Auf der Bühne nahm das film- und rockmusikerprobte Royal Philharmonic Orchestra Aufstellung, unterstützt von einem gewaltigen Chor. In der Ouvertüre "I Am The Sea" gab der Hornsatz einen prägnanten Ruf vor, der sich als Thema durch das ganze Arrangement ziehen sollte.

In der Rolle des Jimmy spannte Tenor Alfie Boe Bizeps und Stimmbänder. Powerballaden wie "The Real Me" und "Cut My Hair" gab der Oper- und Musical-Geschulte in Ricky-Martin-Manier. Für die Rolle des Ace Face (im Film vom jungen Sting gespielt) schnürte dann Billy Idol seine Kampfstiefel.

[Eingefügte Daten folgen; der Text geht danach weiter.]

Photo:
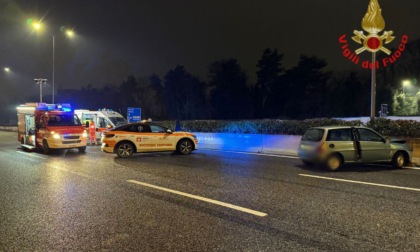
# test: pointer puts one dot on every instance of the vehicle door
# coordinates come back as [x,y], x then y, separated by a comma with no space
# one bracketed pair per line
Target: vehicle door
[162,139]
[373,146]
[30,130]
[340,140]
[143,137]
[102,125]
[41,129]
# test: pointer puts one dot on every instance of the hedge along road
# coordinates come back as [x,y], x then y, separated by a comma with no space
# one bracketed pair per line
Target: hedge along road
[164,202]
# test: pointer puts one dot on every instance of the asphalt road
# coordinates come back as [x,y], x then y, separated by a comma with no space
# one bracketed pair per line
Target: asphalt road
[207,201]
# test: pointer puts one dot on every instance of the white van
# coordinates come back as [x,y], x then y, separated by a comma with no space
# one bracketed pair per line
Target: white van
[104,119]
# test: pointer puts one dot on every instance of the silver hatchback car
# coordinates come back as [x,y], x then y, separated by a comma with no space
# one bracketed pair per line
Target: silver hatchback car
[333,146]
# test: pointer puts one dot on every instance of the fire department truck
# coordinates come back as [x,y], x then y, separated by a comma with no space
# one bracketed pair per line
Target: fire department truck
[50,126]
[104,119]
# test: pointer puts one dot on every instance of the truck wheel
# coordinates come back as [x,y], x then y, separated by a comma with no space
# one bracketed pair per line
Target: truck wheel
[184,147]
[45,147]
[125,150]
[398,161]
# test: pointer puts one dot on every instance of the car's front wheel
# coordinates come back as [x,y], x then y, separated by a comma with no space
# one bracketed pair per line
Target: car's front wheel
[184,147]
[125,150]
[398,161]
[333,162]
[45,147]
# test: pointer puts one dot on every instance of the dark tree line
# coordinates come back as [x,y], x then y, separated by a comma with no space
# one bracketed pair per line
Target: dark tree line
[306,90]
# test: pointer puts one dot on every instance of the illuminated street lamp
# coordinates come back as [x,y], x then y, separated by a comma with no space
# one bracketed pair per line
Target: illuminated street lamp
[406,83]
[69,33]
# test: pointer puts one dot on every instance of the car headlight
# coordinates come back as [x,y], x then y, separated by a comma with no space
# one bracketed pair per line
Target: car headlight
[56,136]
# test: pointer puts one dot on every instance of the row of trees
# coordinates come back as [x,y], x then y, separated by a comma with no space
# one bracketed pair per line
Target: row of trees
[306,90]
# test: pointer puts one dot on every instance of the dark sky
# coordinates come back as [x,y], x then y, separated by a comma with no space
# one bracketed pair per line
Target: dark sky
[118,38]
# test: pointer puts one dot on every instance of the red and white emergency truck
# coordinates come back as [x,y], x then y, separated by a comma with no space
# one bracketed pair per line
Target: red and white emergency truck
[104,119]
[50,126]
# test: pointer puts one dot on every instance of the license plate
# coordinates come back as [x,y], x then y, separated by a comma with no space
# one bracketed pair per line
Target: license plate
[306,147]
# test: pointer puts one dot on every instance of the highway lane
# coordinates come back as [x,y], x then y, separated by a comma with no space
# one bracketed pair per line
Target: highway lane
[167,202]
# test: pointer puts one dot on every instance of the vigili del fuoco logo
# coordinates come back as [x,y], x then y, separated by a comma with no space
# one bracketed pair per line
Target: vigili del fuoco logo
[373,41]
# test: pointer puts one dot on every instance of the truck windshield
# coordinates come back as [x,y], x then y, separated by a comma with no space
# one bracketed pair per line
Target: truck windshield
[117,121]
[63,120]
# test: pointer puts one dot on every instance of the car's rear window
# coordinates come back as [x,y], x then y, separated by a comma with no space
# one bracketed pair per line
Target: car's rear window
[313,135]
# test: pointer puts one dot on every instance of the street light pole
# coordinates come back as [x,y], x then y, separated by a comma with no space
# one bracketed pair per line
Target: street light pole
[53,68]
[40,82]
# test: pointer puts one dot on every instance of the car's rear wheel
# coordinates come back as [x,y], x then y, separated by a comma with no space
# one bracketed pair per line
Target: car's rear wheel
[125,150]
[184,147]
[333,162]
[398,161]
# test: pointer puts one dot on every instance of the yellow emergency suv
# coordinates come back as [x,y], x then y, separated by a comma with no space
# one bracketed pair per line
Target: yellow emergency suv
[146,137]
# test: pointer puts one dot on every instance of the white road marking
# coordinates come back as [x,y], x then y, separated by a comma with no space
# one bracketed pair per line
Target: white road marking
[405,167]
[31,154]
[361,182]
[216,202]
[253,153]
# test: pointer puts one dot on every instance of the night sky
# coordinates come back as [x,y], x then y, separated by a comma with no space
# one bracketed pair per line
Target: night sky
[120,38]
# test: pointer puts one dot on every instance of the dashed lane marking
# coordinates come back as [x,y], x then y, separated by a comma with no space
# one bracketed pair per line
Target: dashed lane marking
[31,154]
[216,202]
[361,182]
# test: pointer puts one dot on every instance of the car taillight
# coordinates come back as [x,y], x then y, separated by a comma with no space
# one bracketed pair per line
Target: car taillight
[321,148]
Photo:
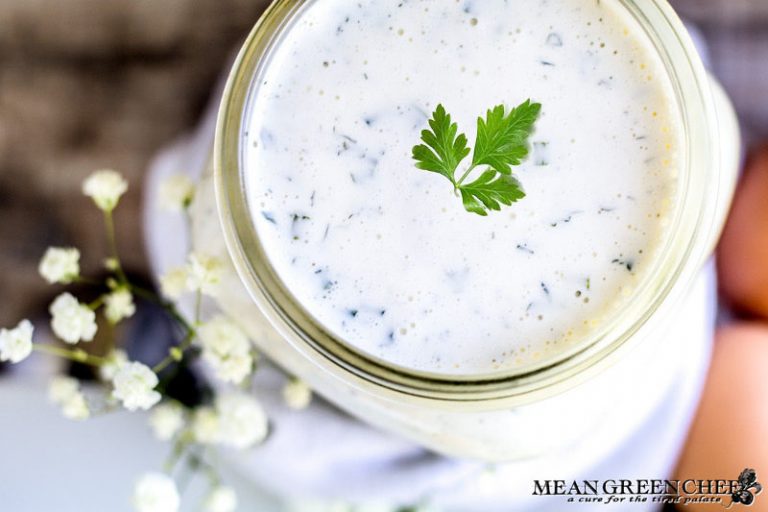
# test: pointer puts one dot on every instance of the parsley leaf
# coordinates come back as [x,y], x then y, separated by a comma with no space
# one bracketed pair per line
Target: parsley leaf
[443,150]
[490,191]
[502,142]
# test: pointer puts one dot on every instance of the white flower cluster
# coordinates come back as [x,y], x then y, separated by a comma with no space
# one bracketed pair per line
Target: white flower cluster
[227,349]
[236,420]
[71,320]
[177,192]
[202,273]
[60,265]
[135,386]
[114,362]
[156,492]
[65,392]
[16,343]
[119,305]
[105,187]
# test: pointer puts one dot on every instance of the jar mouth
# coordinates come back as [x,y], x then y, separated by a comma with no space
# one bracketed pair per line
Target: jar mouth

Mit sympathischer Selbstironie bemühte sich Idol um darstellerische Dramatik in der eher konzertanten Aufführung.

Townshend mimt den Godfather

Als zu "The Punk And The Godfather" erstmals Pete Townshend ins Geschehen einstieg, riss es die ihm Ergebenen jubelnd von den Sitzen. Gesanglich einwandfrei, wirkte hingegen sein Akustikgitarrenspiel im Orchesterverbund überladen. Nicht alles, was viel ist, ist eben auch automatisch gut.

Schauspieler und Sänger Phil Daniels, Hauptdarsteller im Film "Quadrophenia" von 1979 und Krächzestimme aus Blurs "Parklife", gibt in der Klassik-Version pikanterweise Jimmys mahnenden Vater. Auch dabei schloss sich beim begeisterten Publikum ein Kreis der Erinnerungen.

Das großartige "I've Had Enough", Schlussnummer im Film, konnte mit dem Original zwar nicht mithalten – erste Anklänge an das abschließende "Love Reign O'er Me" sorgten bei den mit allen Substanzen gewaschenen Altmods dann aber doch noch für so etwas wie Gänsehaut. Am 31. Oktober ist das Nostalgiewerk für Eingeweihte im Wiener Konzerthaus zu sehen. (Stefan Weiss, 7.7.2015)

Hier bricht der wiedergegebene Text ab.